Life: Insects airs on Solar News Channel
MANILA, Philippines - There are more kinds of insects than all the other animals put together, and it is thought that there are 200 million individual insects for every one of us. Insects’ success is down to their flexibility, their ability to develop new ways of living and changing their body shapes.
Insects’ flexible bodies enable them to become walking chemical weapons. The bombardier beetle has two chambers within its body, each a store for a different, inert chemical. When threatened, the beetle mixes the chemicals in a third chamber, where they react explosively and burst from its rear end at its enemy in a boiling, caustic jet. The jet pulses 500 times per second, allowing the beetle’s rear end to cool just enough between each burst to prevent it cooking itself.

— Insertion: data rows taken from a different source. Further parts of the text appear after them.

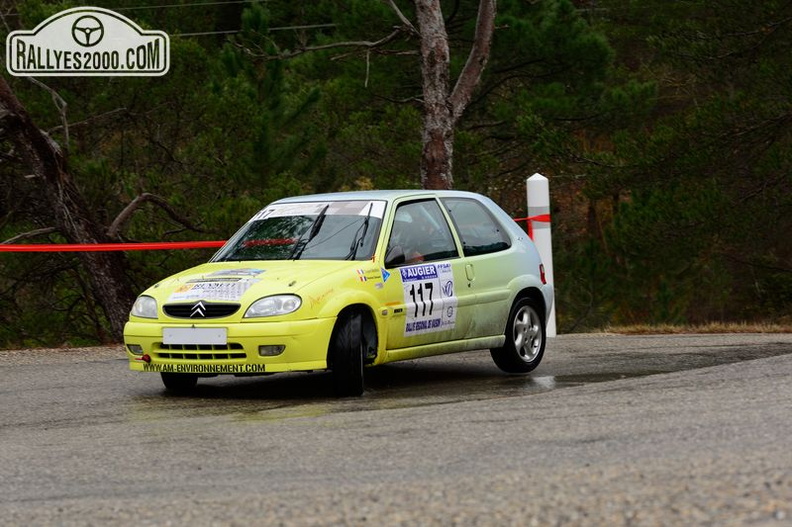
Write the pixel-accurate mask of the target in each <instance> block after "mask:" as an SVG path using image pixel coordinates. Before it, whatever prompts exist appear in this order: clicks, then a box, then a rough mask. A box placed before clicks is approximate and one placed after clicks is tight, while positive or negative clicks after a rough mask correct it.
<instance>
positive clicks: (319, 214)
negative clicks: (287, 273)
mask: <svg viewBox="0 0 792 527" xmlns="http://www.w3.org/2000/svg"><path fill="white" fill-rule="evenodd" d="M328 208H330V204H329V203H328V204H327V205H325V206H324V208H323V209H322V212H320V213H319V215H318V216H317V217H316V219H315V220H314V222H313V223H312V224H311V229H310V233H309V234H308V239H307V240H305V241H302V237H303V235H305V232H303V233H302V234H301V235H300V238H299V239H298V240H297V243H296V244H294V249H292V252H291V254H290V255H289V258H287V259H288V260H299V259H300V256H302V253H303V251H304V250H305V247H306V246H307V245H308V244H309V243H311V240H313V239H314V238H316V235H317V234H319V229H321V228H322V224H323V223H324V218H325V215H326V214H327V209H328Z"/></svg>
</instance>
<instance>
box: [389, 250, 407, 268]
mask: <svg viewBox="0 0 792 527" xmlns="http://www.w3.org/2000/svg"><path fill="white" fill-rule="evenodd" d="M406 261H407V258H406V256H404V249H403V248H402V246H401V245H394V246H393V247H391V248H390V249H388V252H387V253H385V267H387V268H390V267H396V266H397V265H402V264H403V263H404V262H406Z"/></svg>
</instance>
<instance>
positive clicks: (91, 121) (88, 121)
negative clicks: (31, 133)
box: [48, 108, 127, 135]
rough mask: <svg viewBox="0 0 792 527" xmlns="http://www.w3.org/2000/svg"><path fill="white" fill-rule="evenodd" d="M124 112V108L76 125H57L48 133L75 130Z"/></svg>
mask: <svg viewBox="0 0 792 527" xmlns="http://www.w3.org/2000/svg"><path fill="white" fill-rule="evenodd" d="M126 110H127V109H126V108H116V109H115V110H110V111H109V112H105V113H100V114H99V115H94V116H92V117H89V118H87V119H85V120H82V121H79V122H76V123H71V124H68V125H67V124H62V125H59V126H55V127H53V128H50V129H49V132H48V133H49V134H54V133H55V132H59V131H61V130H62V129H64V128H66V127H69V128H77V127H79V126H86V125H89V124H93V123H94V122H96V121H99V120H101V119H105V118H107V117H110V116H113V115H115V114H117V113H121V112H125V111H126ZM66 134H67V135H68V131H67V132H66Z"/></svg>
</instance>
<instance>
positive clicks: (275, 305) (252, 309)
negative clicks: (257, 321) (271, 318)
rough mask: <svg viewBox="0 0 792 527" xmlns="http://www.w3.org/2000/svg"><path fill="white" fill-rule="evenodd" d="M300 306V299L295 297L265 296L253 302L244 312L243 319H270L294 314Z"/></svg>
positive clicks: (300, 305) (291, 295) (294, 295)
mask: <svg viewBox="0 0 792 527" xmlns="http://www.w3.org/2000/svg"><path fill="white" fill-rule="evenodd" d="M301 305H302V299H301V298H300V297H299V296H296V295H275V296H265V297H264V298H259V299H258V300H256V301H255V302H253V303H252V304H251V305H250V307H249V308H248V310H247V311H246V312H245V318H255V317H272V316H275V315H288V314H289V313H294V312H295V311H297V310H298V309H300V306H301Z"/></svg>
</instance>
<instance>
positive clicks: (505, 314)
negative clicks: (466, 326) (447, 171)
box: [441, 197, 520, 338]
mask: <svg viewBox="0 0 792 527" xmlns="http://www.w3.org/2000/svg"><path fill="white" fill-rule="evenodd" d="M441 202H442V204H443V206H444V207H445V208H446V210H447V211H448V215H449V216H450V217H451V221H452V222H453V224H454V228H455V230H456V232H457V234H458V236H459V239H460V241H461V242H462V252H463V256H464V262H465V278H466V280H468V292H469V293H471V294H473V295H474V296H475V300H474V307H473V308H472V310H473V313H472V316H471V321H472V323H471V325H470V327H469V330H468V333H467V335H466V337H467V338H476V337H488V336H495V335H501V334H503V331H504V328H505V324H506V318H507V317H508V315H509V310H510V309H511V303H510V300H511V291H510V289H509V280H508V277H509V276H516V275H518V274H520V272H518V270H511V269H509V267H510V266H513V265H516V264H517V261H518V260H517V259H516V258H515V257H514V256H513V255H512V254H511V252H510V251H508V249H509V248H510V247H511V239H510V237H509V235H508V234H507V231H506V229H504V228H503V226H502V225H500V223H499V221H498V220H497V219H496V218H495V216H494V215H492V214H491V213H490V212H489V211H488V210H487V207H486V206H485V205H484V204H483V203H481V202H480V201H478V200H476V199H472V198H465V197H449V198H442V199H441Z"/></svg>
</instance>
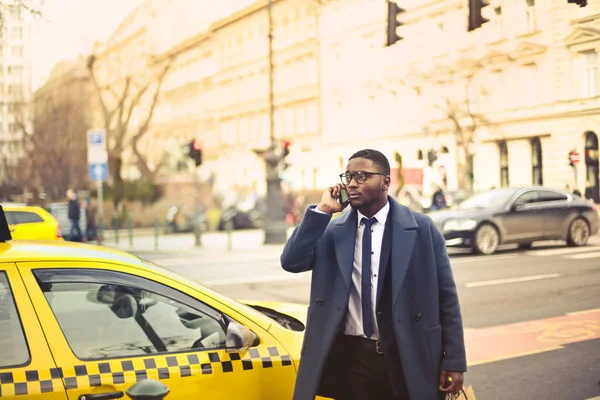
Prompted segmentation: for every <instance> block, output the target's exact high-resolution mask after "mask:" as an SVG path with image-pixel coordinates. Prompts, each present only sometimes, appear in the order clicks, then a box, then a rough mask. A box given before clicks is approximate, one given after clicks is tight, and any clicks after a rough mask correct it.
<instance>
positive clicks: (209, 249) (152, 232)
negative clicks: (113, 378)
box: [102, 228, 600, 261]
mask: <svg viewBox="0 0 600 400" xmlns="http://www.w3.org/2000/svg"><path fill="white" fill-rule="evenodd" d="M292 232H293V228H290V229H288V237H289V236H290V235H291V234H292ZM104 237H105V240H104V242H103V243H102V245H104V246H107V247H112V248H117V249H120V250H124V251H128V252H132V253H161V254H165V255H169V256H171V257H172V256H177V255H180V256H184V255H191V254H196V255H209V254H218V255H221V257H231V256H232V255H233V254H235V253H239V254H241V255H245V256H248V257H262V255H266V254H269V256H272V254H275V253H277V254H281V251H282V250H283V244H275V245H265V244H264V231H263V230H259V229H252V230H238V231H232V232H231V233H228V232H224V231H218V232H203V233H202V236H201V246H200V247H197V246H195V238H194V234H193V233H179V234H171V235H164V234H163V235H159V236H158V237H155V236H154V232H153V230H150V231H148V230H134V231H133V243H131V242H130V237H129V231H127V230H121V231H119V237H118V243H117V242H116V241H115V237H114V231H110V234H109V232H108V231H106V232H105V235H104ZM563 244H564V242H560V241H546V242H538V243H537V244H536V247H538V246H540V245H542V246H548V245H550V246H552V245H556V246H561V245H563ZM589 245H590V246H600V235H595V236H592V237H591V238H590V240H589ZM242 261H243V260H242Z"/></svg>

Insects’ greatest societies are the closest thing in the natural world to the complexity of a human city. Grass-cutter ants harvest the grass of northern Argentina. Some of the ants are huge-jawed, perfect for cutting; others are smaller and do the carrying. They march in their thousands along well-worn roadways, carrying cut grass above their heads. And yet they cannot digest it. Instead they act like farmers, cultivating a fungus in their nest which is able to break down the grass and grow on it. They grow so much fungus, a colony may contain five million ants — as many inhabitants as a good-sized human city.
Insects’ initial airing is tonight at 8 with Stories marathon replay on June 23 at 8 p.m. on Solar News Channel.